I’ve managed to impersonate a user successfully. Using the LogonUser Interop, e.g.

    [DllImport("advapi32.dll", SetLastError = true)]
    static extern bool LogonUser(
      string principal,
      string authority,
      string password,
      LogonSessionType logonType,
      LogonProvider logonProvider,
      out IntPtr token);

This works fine. When I go to my immediate window and enter WindowsIdentity.GetCurrent().Name, the impersonated user shows as my CurrentUser. When I release this user, it goes back to my real user. No problems here — I’m am impersonating.

However, when I attempt to write a file to a share that the user has access to, I get:

Access to the path [path name] denied..

I’ve been able to log into Windows manually as the user I am impersonating, navigated, and written a file to the share. The user definately has administrative privlidges to the directory I’m targeting.

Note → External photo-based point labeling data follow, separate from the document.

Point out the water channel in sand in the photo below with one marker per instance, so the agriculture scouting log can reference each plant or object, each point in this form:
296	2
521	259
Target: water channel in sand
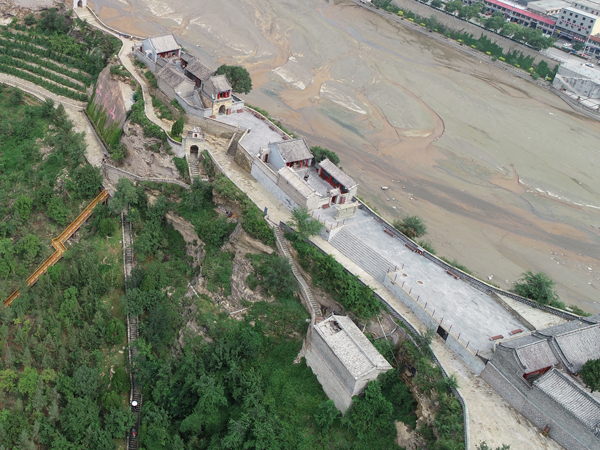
503	172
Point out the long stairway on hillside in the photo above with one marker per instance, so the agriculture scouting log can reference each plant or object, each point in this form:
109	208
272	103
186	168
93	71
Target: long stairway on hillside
361	254
135	396
193	167
304	288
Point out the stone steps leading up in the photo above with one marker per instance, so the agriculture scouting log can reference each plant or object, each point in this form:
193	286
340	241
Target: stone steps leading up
307	293
362	255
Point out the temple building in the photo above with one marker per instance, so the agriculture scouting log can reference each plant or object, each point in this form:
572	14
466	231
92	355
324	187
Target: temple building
157	47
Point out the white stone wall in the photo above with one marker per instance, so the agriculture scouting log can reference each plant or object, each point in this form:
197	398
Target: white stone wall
264	179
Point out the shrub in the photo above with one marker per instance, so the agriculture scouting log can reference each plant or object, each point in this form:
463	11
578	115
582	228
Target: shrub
106	227
57	211
23	205
120	381
115	332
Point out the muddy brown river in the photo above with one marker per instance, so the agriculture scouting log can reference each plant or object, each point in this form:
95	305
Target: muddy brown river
503	172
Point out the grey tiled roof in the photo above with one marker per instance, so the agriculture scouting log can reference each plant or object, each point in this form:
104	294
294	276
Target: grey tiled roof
164	43
199	70
293	150
351	346
220	83
171	75
579	346
570	396
338	174
535	356
186	57
296	182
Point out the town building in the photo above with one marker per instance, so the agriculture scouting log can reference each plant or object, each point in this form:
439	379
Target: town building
195	70
216	93
343	359
519	14
171	81
592	46
183	77
286	169
548	8
537	375
579	22
581	81
160	47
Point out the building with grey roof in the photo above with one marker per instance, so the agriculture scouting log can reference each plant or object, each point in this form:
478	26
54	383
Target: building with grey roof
286	169
537	374
294	152
343	359
160	47
196	71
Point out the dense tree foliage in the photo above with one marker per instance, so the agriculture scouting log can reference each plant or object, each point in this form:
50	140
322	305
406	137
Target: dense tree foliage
538	287
36	187
321	153
304	223
238	76
590	374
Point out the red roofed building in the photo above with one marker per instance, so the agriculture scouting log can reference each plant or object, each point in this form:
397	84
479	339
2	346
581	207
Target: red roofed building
518	14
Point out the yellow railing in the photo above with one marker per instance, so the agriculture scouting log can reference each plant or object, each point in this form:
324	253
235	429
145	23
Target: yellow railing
59	245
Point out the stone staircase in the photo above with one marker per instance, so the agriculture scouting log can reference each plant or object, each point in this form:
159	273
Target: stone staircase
362	255
193	167
304	288
132	334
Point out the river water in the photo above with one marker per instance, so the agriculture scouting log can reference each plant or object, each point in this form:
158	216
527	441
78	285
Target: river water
503	172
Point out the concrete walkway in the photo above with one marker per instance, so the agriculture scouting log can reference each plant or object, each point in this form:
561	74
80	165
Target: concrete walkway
125	55
490	417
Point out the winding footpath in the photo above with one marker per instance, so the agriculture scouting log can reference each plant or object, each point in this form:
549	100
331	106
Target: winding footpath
125	56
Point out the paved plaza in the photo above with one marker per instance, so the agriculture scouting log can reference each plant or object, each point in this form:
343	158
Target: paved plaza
473	314
260	133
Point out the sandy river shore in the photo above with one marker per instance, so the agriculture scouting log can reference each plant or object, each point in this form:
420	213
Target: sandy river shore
502	171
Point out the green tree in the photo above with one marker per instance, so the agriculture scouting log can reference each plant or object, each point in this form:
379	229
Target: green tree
411	226
177	127
238	77
87	180
27	381
78	416
125	194
57	210
120	381
510	29
538	287
321	153
276	275
326	414
118	421
29	247
454	6
495	22
29	19
111	399
115	331
23	205
106	227
304	223
590	374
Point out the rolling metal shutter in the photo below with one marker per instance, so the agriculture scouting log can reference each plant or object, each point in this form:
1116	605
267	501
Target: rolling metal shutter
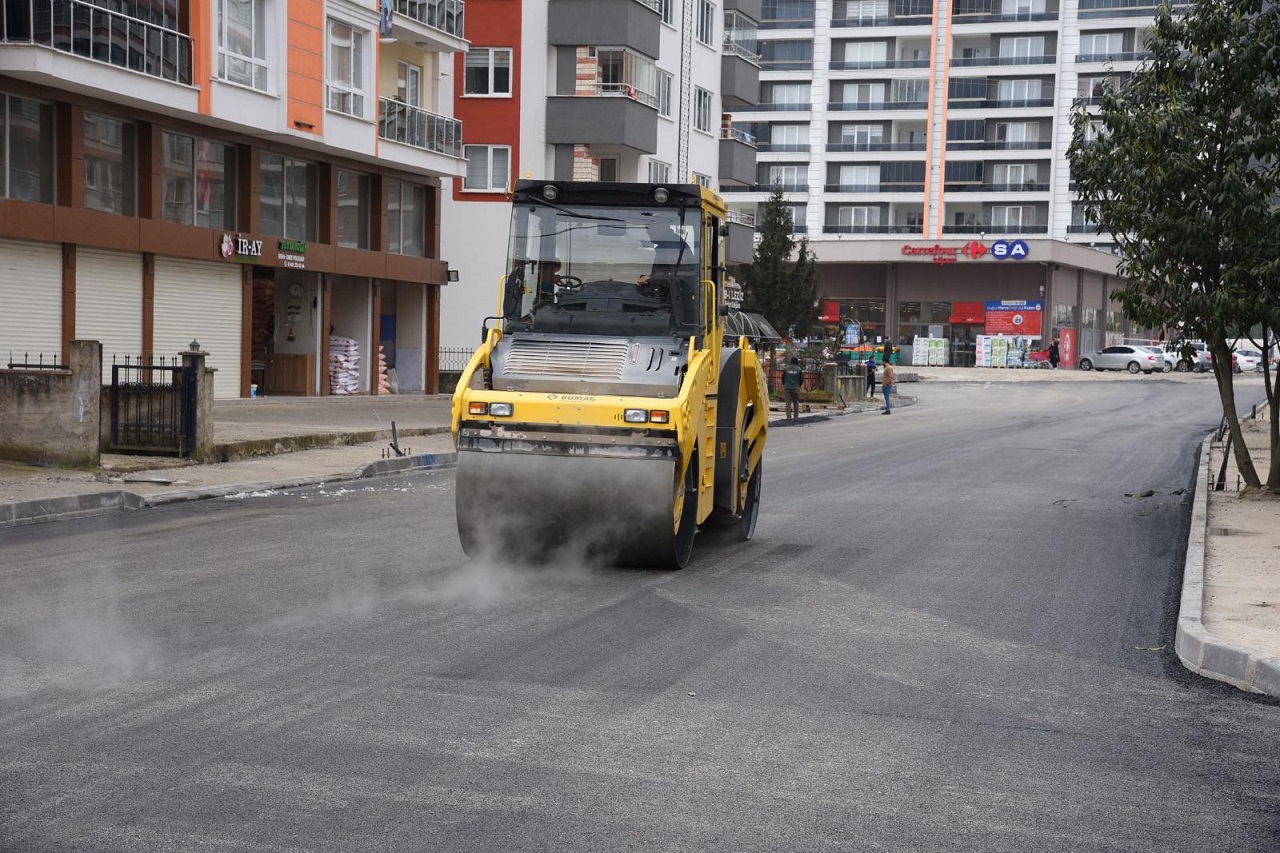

I am allowing the end user to upload a file, and using the HttpPostedFileBase object, write a file to this share. Essentially, I am restricting the impersonation to the block of code to upload the file. Once it’s finished, it goes back to the original authenticated LDAP user e.g.

 imp = Impersonation.ImpersonateUser("someuser","somepassword");
 HttpPostedFileBase hpf = Request.Files[file] as HttpPostedFileBase;
 ...
 hpf.SaveAs(path);
 Impersonation.StopImpersonating(imp);

The path is correct.

When I save the file using the SaveAs method, is it respecting my impersonation?

Is it attempting to write the file under another account I’m not aware of? And if so, how can I change this?

There doesn’t seem to be a whole lot of control using the SaveAs method — not a single overload. Are there any other alternatives to using this object that would give me greater control over my credentials?